Mary Beth Bosco, a partner at the law firm Holland and Knight, said civilian agencies currently have a range of requirements of their own but that she expects they would all ultimately fall in line behind DOD. 

“It’s quite in a state of flux,” she said, “but I think what you can expect as CMMC rolls out at DOD [is] that the [Federal Acquisition Regulation] council and the civilian agencies will probably lag along but eventually follow a very similar model.” 

Arrington added that the purpose of the Federal Acquisition Security Council, established by the Secure Technology Act, “is to unify those standards.”

“So you can absolutely expect that federal agencies are going to let us, with the CMMC lead the charge, but they are absolutely looking to adopt the model as their own as well as our international partners,” Arrington said.

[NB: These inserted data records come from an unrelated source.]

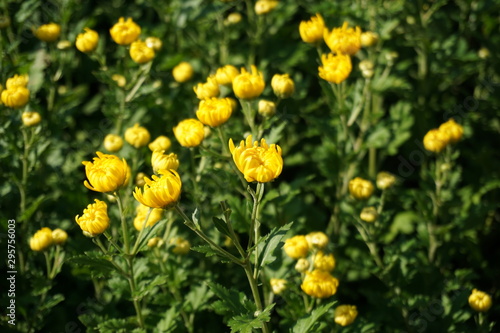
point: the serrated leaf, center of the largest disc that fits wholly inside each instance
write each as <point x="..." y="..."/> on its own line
<point x="307" y="323"/>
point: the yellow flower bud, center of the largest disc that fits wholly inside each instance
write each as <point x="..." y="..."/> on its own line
<point x="262" y="163"/>
<point x="312" y="31"/>
<point x="189" y="133"/>
<point x="31" y="118"/>
<point x="278" y="285"/>
<point x="225" y="75"/>
<point x="141" y="214"/>
<point x="140" y="52"/>
<point x="59" y="236"/>
<point x="335" y="68"/>
<point x="181" y="245"/>
<point x="41" y="240"/>
<point x="319" y="284"/>
<point x="15" y="97"/>
<point x="182" y="72"/>
<point x="324" y="262"/>
<point x="368" y="214"/>
<point x="160" y="161"/>
<point x="162" y="191"/>
<point x="480" y="301"/>
<point x="361" y="189"/>
<point x="453" y="130"/>
<point x="283" y="86"/>
<point x="265" y="6"/>
<point x="214" y="111"/>
<point x="48" y="32"/>
<point x="87" y="41"/>
<point x="160" y="143"/>
<point x="95" y="219"/>
<point x="208" y="89"/>
<point x="120" y="80"/>
<point x="385" y="180"/>
<point x="154" y="43"/>
<point x="249" y="85"/>
<point x="317" y="240"/>
<point x="302" y="265"/>
<point x="436" y="140"/>
<point x="137" y="136"/>
<point x="113" y="143"/>
<point x="267" y="108"/>
<point x="125" y="32"/>
<point x="369" y="38"/>
<point x="17" y="81"/>
<point x="343" y="40"/>
<point x="106" y="173"/>
<point x="296" y="247"/>
<point x="155" y="242"/>
<point x="345" y="314"/>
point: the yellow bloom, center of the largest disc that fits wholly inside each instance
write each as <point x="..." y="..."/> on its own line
<point x="106" y="173"/>
<point x="436" y="140"/>
<point x="345" y="314"/>
<point x="182" y="72"/>
<point x="454" y="130"/>
<point x="17" y="81"/>
<point x="312" y="31"/>
<point x="385" y="180"/>
<point x="302" y="265"/>
<point x="283" y="86"/>
<point x="324" y="262"/>
<point x="278" y="285"/>
<point x="480" y="301"/>
<point x="262" y="163"/>
<point x="137" y="136"/>
<point x="31" y="118"/>
<point x="160" y="192"/>
<point x="214" y="111"/>
<point x="160" y="143"/>
<point x="265" y="6"/>
<point x="343" y="40"/>
<point x="160" y="161"/>
<point x="181" y="246"/>
<point x="87" y="41"/>
<point x="225" y="75"/>
<point x="336" y="68"/>
<point x="95" y="219"/>
<point x="140" y="52"/>
<point x="267" y="108"/>
<point x="369" y="38"/>
<point x="368" y="214"/>
<point x="360" y="188"/>
<point x="189" y="132"/>
<point x="59" y="236"/>
<point x="113" y="143"/>
<point x="41" y="240"/>
<point x="249" y="85"/>
<point x="15" y="97"/>
<point x="296" y="247"/>
<point x="154" y="42"/>
<point x="319" y="284"/>
<point x="48" y="32"/>
<point x="140" y="216"/>
<point x="208" y="89"/>
<point x="125" y="32"/>
<point x="317" y="240"/>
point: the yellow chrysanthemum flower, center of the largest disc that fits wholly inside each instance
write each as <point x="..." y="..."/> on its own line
<point x="106" y="173"/>
<point x="262" y="163"/>
<point x="160" y="192"/>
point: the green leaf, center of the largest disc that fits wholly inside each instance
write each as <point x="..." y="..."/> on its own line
<point x="308" y="323"/>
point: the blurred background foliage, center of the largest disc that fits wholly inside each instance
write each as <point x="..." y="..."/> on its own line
<point x="435" y="60"/>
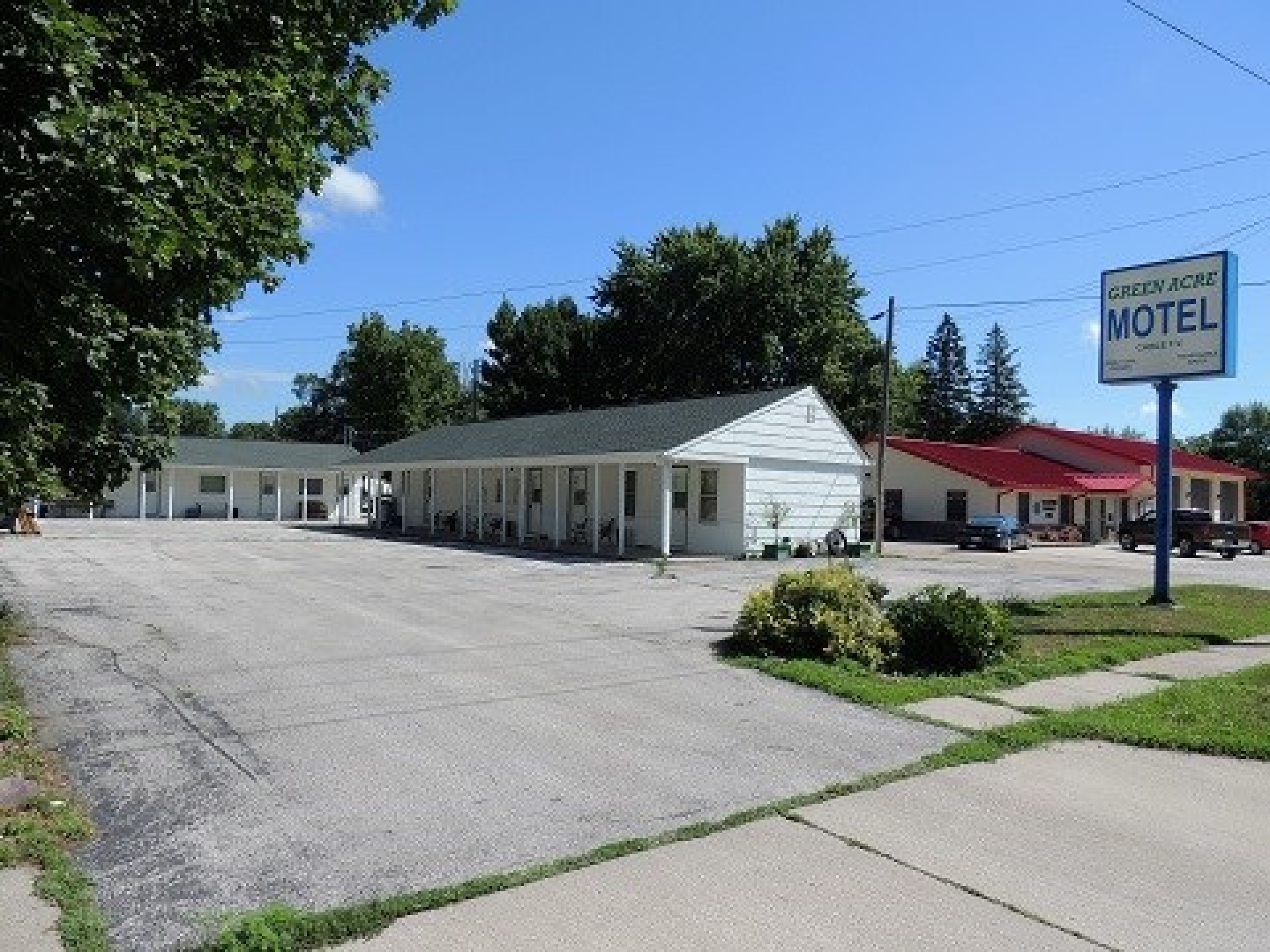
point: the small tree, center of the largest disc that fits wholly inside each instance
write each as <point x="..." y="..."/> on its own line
<point x="944" y="405"/>
<point x="1000" y="400"/>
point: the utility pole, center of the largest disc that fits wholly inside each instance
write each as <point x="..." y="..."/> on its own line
<point x="880" y="492"/>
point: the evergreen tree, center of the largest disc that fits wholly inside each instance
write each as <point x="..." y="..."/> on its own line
<point x="944" y="405"/>
<point x="1000" y="401"/>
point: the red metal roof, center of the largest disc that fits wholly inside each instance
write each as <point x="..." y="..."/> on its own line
<point x="1009" y="469"/>
<point x="1109" y="481"/>
<point x="1140" y="451"/>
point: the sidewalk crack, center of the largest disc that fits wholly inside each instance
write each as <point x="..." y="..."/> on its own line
<point x="954" y="884"/>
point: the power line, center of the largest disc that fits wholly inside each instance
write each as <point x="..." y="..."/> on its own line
<point x="1050" y="200"/>
<point x="1198" y="42"/>
<point x="1047" y="243"/>
<point x="405" y="302"/>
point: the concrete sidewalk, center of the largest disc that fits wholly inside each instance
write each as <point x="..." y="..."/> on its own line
<point x="1072" y="847"/>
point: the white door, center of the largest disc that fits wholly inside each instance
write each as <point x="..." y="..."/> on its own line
<point x="680" y="507"/>
<point x="534" y="503"/>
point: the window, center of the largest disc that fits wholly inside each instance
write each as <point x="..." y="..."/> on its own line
<point x="709" y="509"/>
<point x="629" y="493"/>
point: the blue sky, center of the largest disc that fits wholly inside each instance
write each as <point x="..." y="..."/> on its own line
<point x="521" y="141"/>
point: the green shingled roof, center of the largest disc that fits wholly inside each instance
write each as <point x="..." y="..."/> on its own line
<point x="644" y="428"/>
<point x="257" y="454"/>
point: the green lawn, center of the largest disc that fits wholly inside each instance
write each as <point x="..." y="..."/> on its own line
<point x="1064" y="635"/>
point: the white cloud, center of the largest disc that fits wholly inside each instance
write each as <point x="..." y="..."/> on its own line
<point x="243" y="379"/>
<point x="351" y="192"/>
<point x="1150" y="409"/>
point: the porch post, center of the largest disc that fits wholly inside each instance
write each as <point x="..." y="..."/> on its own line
<point x="621" y="509"/>
<point x="405" y="495"/>
<point x="503" y="514"/>
<point x="666" y="509"/>
<point x="523" y="509"/>
<point x="556" y="509"/>
<point x="595" y="508"/>
<point x="432" y="500"/>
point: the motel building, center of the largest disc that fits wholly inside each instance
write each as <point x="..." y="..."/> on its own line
<point x="690" y="476"/>
<point x="1049" y="479"/>
<point x="240" y="479"/>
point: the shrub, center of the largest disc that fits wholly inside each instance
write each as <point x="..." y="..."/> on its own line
<point x="949" y="633"/>
<point x="824" y="614"/>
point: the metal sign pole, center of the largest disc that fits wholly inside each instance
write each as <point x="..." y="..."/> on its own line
<point x="1165" y="389"/>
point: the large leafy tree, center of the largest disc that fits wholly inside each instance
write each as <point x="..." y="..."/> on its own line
<point x="944" y="405"/>
<point x="999" y="401"/>
<point x="698" y="313"/>
<point x="539" y="360"/>
<point x="151" y="158"/>
<point x="198" y="418"/>
<point x="388" y="383"/>
<point x="1242" y="437"/>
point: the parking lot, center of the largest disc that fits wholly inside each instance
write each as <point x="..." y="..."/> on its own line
<point x="261" y="714"/>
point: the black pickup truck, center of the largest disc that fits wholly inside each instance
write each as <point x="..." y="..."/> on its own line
<point x="1193" y="530"/>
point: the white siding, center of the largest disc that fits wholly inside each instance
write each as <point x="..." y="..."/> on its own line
<point x="798" y="428"/>
<point x="248" y="500"/>
<point x="817" y="495"/>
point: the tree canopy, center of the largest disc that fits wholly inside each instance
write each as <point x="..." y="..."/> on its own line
<point x="198" y="418"/>
<point x="539" y="360"/>
<point x="388" y="383"/>
<point x="151" y="159"/>
<point x="700" y="313"/>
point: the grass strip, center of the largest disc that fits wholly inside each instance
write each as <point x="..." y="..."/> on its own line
<point x="1064" y="635"/>
<point x="42" y="830"/>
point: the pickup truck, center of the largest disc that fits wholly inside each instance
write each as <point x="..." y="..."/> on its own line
<point x="1193" y="530"/>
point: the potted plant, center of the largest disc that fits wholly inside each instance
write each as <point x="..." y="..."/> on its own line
<point x="775" y="512"/>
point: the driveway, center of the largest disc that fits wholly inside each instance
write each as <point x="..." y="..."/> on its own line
<point x="261" y="714"/>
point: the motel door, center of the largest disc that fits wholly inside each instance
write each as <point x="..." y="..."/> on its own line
<point x="269" y="502"/>
<point x="155" y="500"/>
<point x="534" y="502"/>
<point x="578" y="504"/>
<point x="680" y="507"/>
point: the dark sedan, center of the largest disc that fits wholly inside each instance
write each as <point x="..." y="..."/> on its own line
<point x="1002" y="532"/>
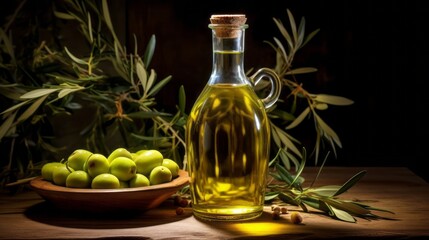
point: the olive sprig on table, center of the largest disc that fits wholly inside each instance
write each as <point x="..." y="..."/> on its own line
<point x="288" y="188"/>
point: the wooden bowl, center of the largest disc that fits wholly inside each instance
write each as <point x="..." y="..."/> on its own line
<point x="108" y="200"/>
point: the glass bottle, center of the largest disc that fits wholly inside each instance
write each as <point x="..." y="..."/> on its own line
<point x="227" y="133"/>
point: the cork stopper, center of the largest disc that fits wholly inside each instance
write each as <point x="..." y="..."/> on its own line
<point x="228" y="25"/>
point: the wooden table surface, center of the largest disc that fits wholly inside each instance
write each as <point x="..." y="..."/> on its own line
<point x="27" y="216"/>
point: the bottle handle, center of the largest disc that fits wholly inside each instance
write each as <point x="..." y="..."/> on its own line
<point x="276" y="85"/>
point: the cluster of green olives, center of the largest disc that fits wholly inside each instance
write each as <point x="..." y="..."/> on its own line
<point x="121" y="169"/>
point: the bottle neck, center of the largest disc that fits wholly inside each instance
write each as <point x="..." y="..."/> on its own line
<point x="228" y="55"/>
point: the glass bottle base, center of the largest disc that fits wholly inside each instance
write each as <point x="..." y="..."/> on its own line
<point x="227" y="214"/>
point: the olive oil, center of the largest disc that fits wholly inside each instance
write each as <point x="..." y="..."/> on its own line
<point x="227" y="132"/>
<point x="228" y="144"/>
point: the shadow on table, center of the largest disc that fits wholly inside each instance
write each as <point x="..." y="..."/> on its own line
<point x="45" y="212"/>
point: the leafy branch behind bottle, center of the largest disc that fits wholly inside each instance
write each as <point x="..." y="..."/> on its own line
<point x="118" y="84"/>
<point x="283" y="186"/>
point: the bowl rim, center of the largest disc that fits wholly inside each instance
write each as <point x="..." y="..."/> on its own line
<point x="38" y="183"/>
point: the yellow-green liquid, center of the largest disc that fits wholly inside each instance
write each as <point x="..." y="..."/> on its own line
<point x="227" y="151"/>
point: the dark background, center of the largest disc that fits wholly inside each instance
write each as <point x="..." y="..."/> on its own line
<point x="373" y="52"/>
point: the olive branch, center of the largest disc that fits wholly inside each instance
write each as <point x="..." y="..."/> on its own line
<point x="284" y="186"/>
<point x="118" y="84"/>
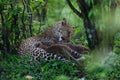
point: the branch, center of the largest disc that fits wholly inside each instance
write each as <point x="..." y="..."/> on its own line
<point x="73" y="9"/>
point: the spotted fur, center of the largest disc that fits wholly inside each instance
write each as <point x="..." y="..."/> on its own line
<point x="36" y="46"/>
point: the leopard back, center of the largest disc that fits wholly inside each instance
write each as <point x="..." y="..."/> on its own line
<point x="36" y="46"/>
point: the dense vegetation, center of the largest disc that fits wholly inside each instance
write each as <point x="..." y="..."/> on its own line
<point x="96" y="26"/>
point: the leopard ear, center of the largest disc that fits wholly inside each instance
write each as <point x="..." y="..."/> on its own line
<point x="64" y="21"/>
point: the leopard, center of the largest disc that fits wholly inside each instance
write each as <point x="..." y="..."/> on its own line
<point x="55" y="38"/>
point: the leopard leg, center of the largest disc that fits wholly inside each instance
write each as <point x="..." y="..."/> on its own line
<point x="63" y="50"/>
<point x="78" y="48"/>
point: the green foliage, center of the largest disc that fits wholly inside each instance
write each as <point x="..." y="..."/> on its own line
<point x="16" y="68"/>
<point x="107" y="70"/>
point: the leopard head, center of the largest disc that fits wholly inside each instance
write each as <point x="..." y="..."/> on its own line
<point x="63" y="31"/>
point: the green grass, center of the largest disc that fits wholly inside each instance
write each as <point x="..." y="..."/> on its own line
<point x="15" y="68"/>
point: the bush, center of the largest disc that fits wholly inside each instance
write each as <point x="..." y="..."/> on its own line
<point x="15" y="68"/>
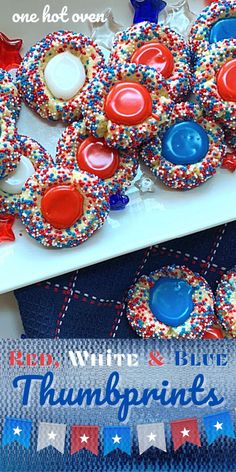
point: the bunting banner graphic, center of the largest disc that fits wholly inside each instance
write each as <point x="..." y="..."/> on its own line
<point x="51" y="434"/>
<point x="151" y="435"/>
<point x="84" y="437"/>
<point x="18" y="430"/>
<point x="219" y="424"/>
<point x="117" y="437"/>
<point x="185" y="431"/>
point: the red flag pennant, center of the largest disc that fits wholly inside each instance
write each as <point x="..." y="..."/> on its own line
<point x="185" y="431"/>
<point x="84" y="437"/>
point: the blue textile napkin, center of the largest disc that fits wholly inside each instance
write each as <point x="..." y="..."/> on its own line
<point x="90" y="303"/>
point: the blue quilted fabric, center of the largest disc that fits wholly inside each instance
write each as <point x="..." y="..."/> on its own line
<point x="90" y="303"/>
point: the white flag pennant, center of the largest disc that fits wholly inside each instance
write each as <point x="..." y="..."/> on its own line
<point x="51" y="434"/>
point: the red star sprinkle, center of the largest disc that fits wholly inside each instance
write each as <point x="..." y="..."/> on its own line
<point x="6" y="233"/>
<point x="10" y="57"/>
<point x="229" y="161"/>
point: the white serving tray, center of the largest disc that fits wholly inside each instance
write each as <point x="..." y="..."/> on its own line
<point x="149" y="219"/>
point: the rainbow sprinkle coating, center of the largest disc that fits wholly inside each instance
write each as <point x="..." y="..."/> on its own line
<point x="9" y="156"/>
<point x="123" y="136"/>
<point x="199" y="34"/>
<point x="126" y="42"/>
<point x="9" y="95"/>
<point x="40" y="159"/>
<point x="205" y="81"/>
<point x="226" y="302"/>
<point x="67" y="147"/>
<point x="144" y="322"/>
<point x="30" y="75"/>
<point x="184" y="177"/>
<point x="95" y="207"/>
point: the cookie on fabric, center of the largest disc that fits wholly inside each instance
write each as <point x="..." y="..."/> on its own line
<point x="54" y="73"/>
<point x="126" y="105"/>
<point x="9" y="94"/>
<point x="63" y="208"/>
<point x="33" y="158"/>
<point x="226" y="302"/>
<point x="216" y="23"/>
<point x="155" y="46"/>
<point x="215" y="81"/>
<point x="79" y="150"/>
<point x="188" y="152"/>
<point x="9" y="156"/>
<point x="172" y="302"/>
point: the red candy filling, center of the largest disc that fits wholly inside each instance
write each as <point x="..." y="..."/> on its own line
<point x="128" y="103"/>
<point x="226" y="81"/>
<point x="62" y="206"/>
<point x="96" y="157"/>
<point x="156" y="55"/>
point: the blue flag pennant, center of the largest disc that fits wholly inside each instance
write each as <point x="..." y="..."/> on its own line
<point x="219" y="424"/>
<point x="117" y="437"/>
<point x="18" y="430"/>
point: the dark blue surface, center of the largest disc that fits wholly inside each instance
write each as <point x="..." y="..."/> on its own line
<point x="91" y="302"/>
<point x="185" y="143"/>
<point x="223" y="29"/>
<point x="171" y="301"/>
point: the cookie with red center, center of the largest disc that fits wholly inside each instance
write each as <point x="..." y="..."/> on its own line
<point x="9" y="156"/>
<point x="63" y="208"/>
<point x="155" y="46"/>
<point x="216" y="23"/>
<point x="55" y="72"/>
<point x="9" y="94"/>
<point x="171" y="302"/>
<point x="126" y="105"/>
<point x="188" y="152"/>
<point x="215" y="82"/>
<point x="33" y="158"/>
<point x="77" y="149"/>
<point x="226" y="302"/>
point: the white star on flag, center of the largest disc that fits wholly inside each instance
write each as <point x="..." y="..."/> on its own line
<point x="17" y="431"/>
<point x="185" y="432"/>
<point x="218" y="426"/>
<point x="84" y="438"/>
<point x="51" y="435"/>
<point x="152" y="437"/>
<point x="116" y="439"/>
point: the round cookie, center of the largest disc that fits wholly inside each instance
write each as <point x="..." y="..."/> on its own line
<point x="54" y="73"/>
<point x="188" y="152"/>
<point x="63" y="208"/>
<point x="33" y="158"/>
<point x="158" y="47"/>
<point x="9" y="156"/>
<point x="171" y="302"/>
<point x="226" y="302"/>
<point x="126" y="105"/>
<point x="9" y="94"/>
<point x="77" y="149"/>
<point x="215" y="81"/>
<point x="216" y="23"/>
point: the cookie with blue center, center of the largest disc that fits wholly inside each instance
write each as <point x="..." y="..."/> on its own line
<point x="214" y="82"/>
<point x="33" y="157"/>
<point x="155" y="46"/>
<point x="226" y="302"/>
<point x="188" y="152"/>
<point x="9" y="156"/>
<point x="78" y="149"/>
<point x="126" y="105"/>
<point x="63" y="208"/>
<point x="9" y="94"/>
<point x="55" y="72"/>
<point x="216" y="23"/>
<point x="171" y="302"/>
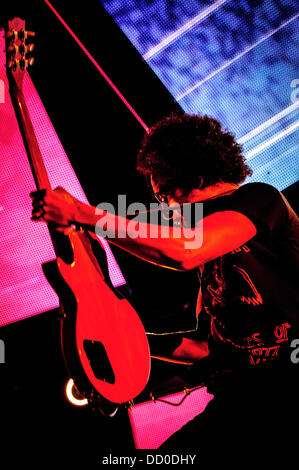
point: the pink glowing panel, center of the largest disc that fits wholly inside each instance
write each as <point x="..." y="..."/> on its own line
<point x="154" y="422"/>
<point x="25" y="245"/>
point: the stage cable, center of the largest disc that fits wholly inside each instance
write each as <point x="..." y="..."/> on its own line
<point x="98" y="67"/>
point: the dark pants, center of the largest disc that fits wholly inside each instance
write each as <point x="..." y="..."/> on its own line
<point x="253" y="417"/>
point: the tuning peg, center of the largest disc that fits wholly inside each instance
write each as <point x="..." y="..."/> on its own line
<point x="12" y="34"/>
<point x="23" y="48"/>
<point x="25" y="63"/>
<point x="29" y="47"/>
<point x="11" y="64"/>
<point x="13" y="49"/>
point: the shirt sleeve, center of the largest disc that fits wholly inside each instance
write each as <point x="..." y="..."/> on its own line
<point x="263" y="205"/>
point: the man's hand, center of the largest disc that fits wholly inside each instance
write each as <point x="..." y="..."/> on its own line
<point x="56" y="206"/>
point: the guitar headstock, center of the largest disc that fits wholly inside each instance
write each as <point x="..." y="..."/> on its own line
<point x="17" y="49"/>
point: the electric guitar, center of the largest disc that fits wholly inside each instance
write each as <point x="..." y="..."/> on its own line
<point x="104" y="343"/>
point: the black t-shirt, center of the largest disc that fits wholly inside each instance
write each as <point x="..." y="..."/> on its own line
<point x="252" y="292"/>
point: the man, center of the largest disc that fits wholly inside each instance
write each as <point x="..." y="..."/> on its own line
<point x="248" y="260"/>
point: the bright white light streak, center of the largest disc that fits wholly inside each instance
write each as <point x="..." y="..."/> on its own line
<point x="267" y="143"/>
<point x="183" y="29"/>
<point x="237" y="57"/>
<point x="69" y="393"/>
<point x="268" y="123"/>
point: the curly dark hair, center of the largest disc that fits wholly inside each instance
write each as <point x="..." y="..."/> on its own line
<point x="190" y="151"/>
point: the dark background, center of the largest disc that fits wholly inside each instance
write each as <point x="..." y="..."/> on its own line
<point x="101" y="139"/>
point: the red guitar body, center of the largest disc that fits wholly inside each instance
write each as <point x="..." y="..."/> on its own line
<point x="103" y="340"/>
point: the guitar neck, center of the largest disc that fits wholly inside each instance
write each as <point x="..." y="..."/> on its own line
<point x="30" y="141"/>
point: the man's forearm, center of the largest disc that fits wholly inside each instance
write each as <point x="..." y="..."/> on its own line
<point x="164" y="250"/>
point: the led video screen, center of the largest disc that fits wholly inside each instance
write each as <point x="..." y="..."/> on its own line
<point x="234" y="60"/>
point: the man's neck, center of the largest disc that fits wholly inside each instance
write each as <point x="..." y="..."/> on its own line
<point x="210" y="192"/>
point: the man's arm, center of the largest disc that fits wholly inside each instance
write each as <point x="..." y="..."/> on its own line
<point x="219" y="233"/>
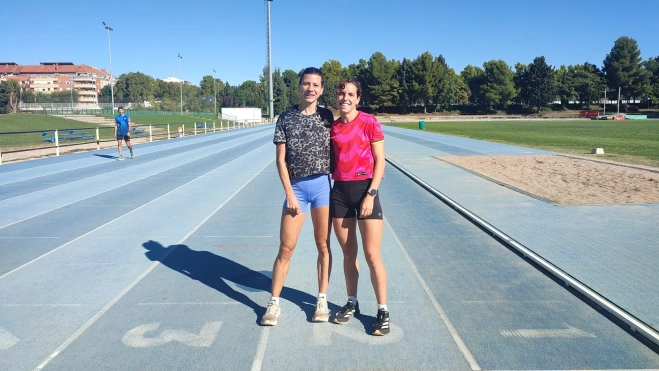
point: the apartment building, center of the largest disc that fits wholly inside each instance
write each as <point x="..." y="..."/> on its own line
<point x="48" y="77"/>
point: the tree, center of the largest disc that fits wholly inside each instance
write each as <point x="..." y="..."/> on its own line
<point x="452" y="89"/>
<point x="498" y="88"/>
<point x="540" y="83"/>
<point x="425" y="75"/>
<point x="652" y="67"/>
<point x="623" y="69"/>
<point x="381" y="85"/>
<point x="333" y="71"/>
<point x="521" y="80"/>
<point x="279" y="92"/>
<point x="207" y="86"/>
<point x="564" y="82"/>
<point x="135" y="87"/>
<point x="586" y="82"/>
<point x="406" y="94"/>
<point x="474" y="77"/>
<point x="10" y="92"/>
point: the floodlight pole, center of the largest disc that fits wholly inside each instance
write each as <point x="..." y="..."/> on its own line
<point x="180" y="76"/>
<point x="109" y="52"/>
<point x="270" y="98"/>
<point x="215" y="89"/>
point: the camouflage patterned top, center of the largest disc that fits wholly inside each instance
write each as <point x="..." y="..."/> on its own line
<point x="307" y="141"/>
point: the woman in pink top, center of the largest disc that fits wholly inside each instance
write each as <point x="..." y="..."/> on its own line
<point x="358" y="167"/>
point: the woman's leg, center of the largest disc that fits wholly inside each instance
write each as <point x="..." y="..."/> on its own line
<point x="346" y="233"/>
<point x="371" y="233"/>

Leaders of the accreditation body shared progress the group was making establishing working groups that would determine the shape of training for auditors—which will now have to be conducted online—among other considerations. 

“The CMMC-AB is pleased to announce that it has mutually signed the Memorandum of Understanding (MOU) with the Department of Defense,” reads a statement the body released Wednesday night. “We are working to make additional information available to the public in conjunction with our DoD partners, who are necessarily focused on the COVID-19 public crisis.” 

The optimism and resolve of the webinar’s participants were somewhat overshadowed by the harsh reality of the pandemic. 

As Arrington reassured the audience “the [accreditation body] and us have been working a tremendous amount in the virtual environment, and nothing is slowing down,” the audio quality of the webcast became increasingly unintelligible.   

The host noted the poor connection was due to Zoom, the conference technology, being overloaded on the East Coast.

“CMMC remains a priority for the department, and Ms. Katie Arrington continues to work closely with the accreditation body and industry,” department spokesman Lt Col Mike Andrews told Nextgov. “We don’t anticipate any impacts to the CMMC timeline due to COVID-19, but with the social distancing guidelines we are postponing any public events.”